4. Buy Every Major League Baseball Team (And Give Them A Brain Freeze)
In his effort to disrupt the sport's world just like he did the tech world, Bezos would then buy all the hockey teams in North America and force the leagues to merge into a new hybrid sport called Hockey Ball. Hockey Ball will eventually become the first professional sport of Mars (later to be renamed Bezos 3).
5. Pay Off All Private Student Loan Debt
The most predatory form of student loan debt, the kind that has stunted countless post-college trajectories for the past 20 years, would be wiped from the earth with one fell swoop of Jeff's diamond-encrusted checkbook. The one drawback is that after paying off all private student loans, Jeff Bezos would no longer be able to afford college.
6. Purchase Every Single Lotto Ticket Sold In America For The Next Five Years
They say winning the lottery is life-changing.

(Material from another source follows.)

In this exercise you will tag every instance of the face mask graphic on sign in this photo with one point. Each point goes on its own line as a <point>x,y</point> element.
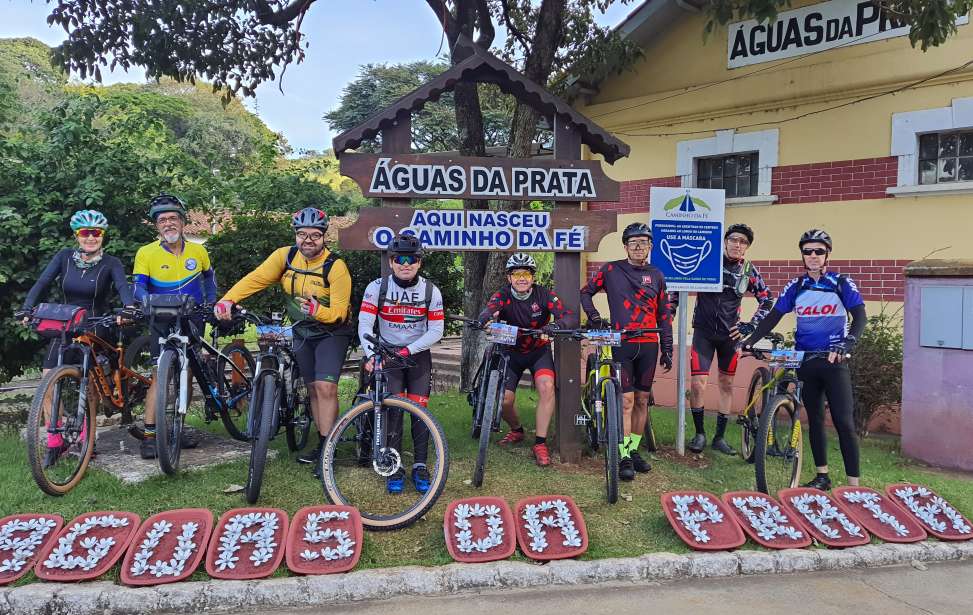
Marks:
<point>686,257</point>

It certainly would be for Jeff Bezos, who wouldn't even come close to making back his fortune after winning Powerball and SuperLottoPlus twelve times in a row.
7. Buy Ice Cream For Every Person Attending An NBA Game For The Next 4,000 Seasons
In a move to repair his public image, Bezos will hit people where it hurts so good. If that doesn't win humans over, world peace is a lost cause.
8. End Hunger In America... Seven Times
Believe it or not, keeping Americans from going hungry is a very attainable goal. Bezos could feed America's hardest-hit citizens for a full seven years, creating the potential to radically improve our society's entire well-being for generations to come. While this would certainly earn him a Nobel Prize (for life), our money is on the Game of Thrones vanity project. Nothing screams legacy like a hit series.